Being a brazen champion of recreational drug use is a daring approach, given Sweden’s zero tolerance policy. It’s also a professional risk when you consider the possible qualms most mainstream radio stations will have with her lyrical content, although Ängie is indifferent to opposition.

“My manager, he cares. But I don’t care that much. I’m just going to keep on doing it … why do you have to censor shit? It’s not the biggest thing in the world to say ‘Smoke weed’ or ‘Eat pussy.’ Yung Lean does it all the time, and Snoop Dogg. It’s just so weird.”

Ängie has just three tracks out at the moment, but has written around 40, and there is an album on the horizon. In spite of her initial output, the record will not purely focus on “weed and pussy”, she says. “I have a couple of others I am going to release and make people cry.”

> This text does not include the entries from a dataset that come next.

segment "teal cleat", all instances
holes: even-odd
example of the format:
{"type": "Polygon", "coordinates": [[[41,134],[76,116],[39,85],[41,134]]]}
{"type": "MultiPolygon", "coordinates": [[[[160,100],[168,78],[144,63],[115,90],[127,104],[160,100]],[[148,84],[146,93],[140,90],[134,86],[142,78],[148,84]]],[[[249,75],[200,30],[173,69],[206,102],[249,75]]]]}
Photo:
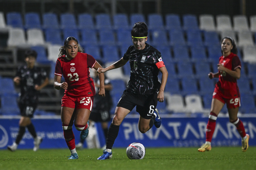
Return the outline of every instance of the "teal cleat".
{"type": "Polygon", "coordinates": [[[78,159],[78,155],[76,153],[75,153],[74,154],[71,154],[70,156],[67,157],[67,158],[69,157],[69,158],[68,159],[78,159]]]}
{"type": "Polygon", "coordinates": [[[84,130],[82,130],[80,132],[80,138],[82,139],[84,139],[89,134],[89,125],[90,124],[90,122],[89,120],[87,122],[87,124],[88,125],[88,127],[87,129],[84,130]]]}

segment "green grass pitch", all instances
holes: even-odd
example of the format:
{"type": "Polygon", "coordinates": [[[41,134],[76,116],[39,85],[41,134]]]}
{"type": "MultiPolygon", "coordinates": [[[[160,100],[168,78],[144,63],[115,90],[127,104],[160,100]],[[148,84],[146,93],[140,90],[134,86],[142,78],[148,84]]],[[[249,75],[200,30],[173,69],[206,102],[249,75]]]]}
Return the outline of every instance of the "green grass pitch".
{"type": "Polygon", "coordinates": [[[68,160],[68,149],[0,150],[0,170],[256,170],[256,147],[245,153],[241,147],[213,147],[199,153],[197,148],[146,148],[142,160],[130,160],[126,148],[114,148],[112,159],[99,161],[99,149],[78,150],[79,158],[68,160]]]}

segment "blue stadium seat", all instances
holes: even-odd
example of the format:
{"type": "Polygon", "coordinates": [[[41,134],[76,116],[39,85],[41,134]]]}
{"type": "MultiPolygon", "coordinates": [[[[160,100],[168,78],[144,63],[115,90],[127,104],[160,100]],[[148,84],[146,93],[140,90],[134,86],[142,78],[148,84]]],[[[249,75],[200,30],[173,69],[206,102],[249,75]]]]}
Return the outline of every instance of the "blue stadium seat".
{"type": "Polygon", "coordinates": [[[89,13],[79,13],[78,17],[78,28],[80,29],[94,29],[94,24],[91,15],[89,13]]]}
{"type": "Polygon", "coordinates": [[[50,64],[51,61],[47,59],[46,50],[45,47],[42,46],[36,46],[31,47],[31,50],[35,50],[37,53],[37,62],[40,64],[50,64]]]}
{"type": "Polygon", "coordinates": [[[181,79],[182,86],[182,93],[184,95],[197,94],[197,85],[196,80],[189,77],[184,77],[181,79]]]}
{"type": "Polygon", "coordinates": [[[165,28],[167,30],[182,29],[180,17],[178,14],[166,14],[165,16],[165,28]]]}
{"type": "Polygon", "coordinates": [[[81,30],[82,41],[83,45],[92,45],[98,44],[96,32],[93,29],[83,29],[81,30]]]}
{"type": "Polygon", "coordinates": [[[110,16],[106,13],[99,13],[95,16],[96,28],[98,29],[112,29],[110,16]]]}
{"type": "Polygon", "coordinates": [[[29,12],[24,16],[25,28],[41,29],[41,20],[39,14],[36,12],[29,12]]]}
{"type": "Polygon", "coordinates": [[[48,29],[45,31],[45,41],[52,44],[63,45],[60,31],[58,29],[48,29]]]}
{"type": "Polygon", "coordinates": [[[100,30],[99,31],[100,45],[114,45],[115,44],[114,32],[111,30],[100,30]]]}
{"type": "Polygon", "coordinates": [[[127,15],[117,13],[113,16],[114,29],[116,30],[130,29],[131,27],[127,15]]]}
{"type": "Polygon", "coordinates": [[[188,44],[191,46],[203,45],[201,31],[189,30],[186,31],[188,44]]]}
{"type": "Polygon", "coordinates": [[[219,35],[215,31],[204,31],[204,45],[206,46],[220,46],[220,40],[219,35]]]}
{"type": "Polygon", "coordinates": [[[174,60],[176,61],[188,62],[190,60],[188,49],[185,46],[175,46],[173,48],[174,60]]]}
{"type": "Polygon", "coordinates": [[[163,21],[162,15],[158,13],[148,15],[148,27],[150,29],[163,29],[164,28],[163,21]]]}
{"type": "Polygon", "coordinates": [[[60,15],[60,28],[61,29],[77,29],[76,20],[74,14],[63,13],[60,15]]]}
{"type": "Polygon", "coordinates": [[[43,26],[44,29],[59,29],[60,25],[58,16],[56,13],[47,13],[43,14],[43,26]]]}
{"type": "Polygon", "coordinates": [[[116,62],[120,59],[118,49],[115,46],[103,46],[102,48],[103,60],[105,62],[116,62]]]}
{"type": "Polygon", "coordinates": [[[183,29],[185,30],[189,29],[198,30],[198,23],[196,16],[194,15],[187,14],[182,16],[183,29]]]}
{"type": "Polygon", "coordinates": [[[6,14],[7,25],[13,27],[23,28],[23,20],[19,12],[7,12],[6,14]]]}
{"type": "Polygon", "coordinates": [[[171,46],[185,46],[186,41],[184,34],[181,30],[171,30],[169,32],[171,46]]]}
{"type": "Polygon", "coordinates": [[[133,27],[134,24],[138,22],[146,22],[146,20],[144,16],[140,13],[133,13],[131,14],[130,16],[130,21],[131,27],[133,27]]]}
{"type": "Polygon", "coordinates": [[[79,33],[77,29],[72,28],[64,29],[63,31],[63,40],[64,42],[65,40],[69,37],[73,37],[76,39],[78,43],[80,43],[80,38],[79,36],[79,33]]]}

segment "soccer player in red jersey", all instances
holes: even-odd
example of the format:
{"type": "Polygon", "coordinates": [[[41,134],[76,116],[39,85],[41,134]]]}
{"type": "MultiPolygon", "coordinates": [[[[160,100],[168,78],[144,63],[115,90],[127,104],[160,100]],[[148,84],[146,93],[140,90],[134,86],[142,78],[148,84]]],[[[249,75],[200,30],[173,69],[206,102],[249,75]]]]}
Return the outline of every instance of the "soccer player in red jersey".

Her songs may not win the Nobel prize for literature any time soon, but she is adept nonetheless at capturing a moment in youth culture. Ängie is an emblem of the liberal-minded revolution that is thriving online among teenagers and people in their early 20s. She is socially motivated, serious about her social media “art” and as committed to getting high as she is to creating a sense of community among those living in small towns as she once did.

“This is why I keep doing the shit I do – it’s so nice to help people. I want to be as open as I can about mental disorders or suicide or homophobia. I just want my fans to know that they’re more than fine to be as they are,” she says. “I just want people to feel fine with themselves.”

  • Spun is out now on Universal. Ängie performs at Gold Dust, Hoxton Bar and Kitchen, London, 5 April.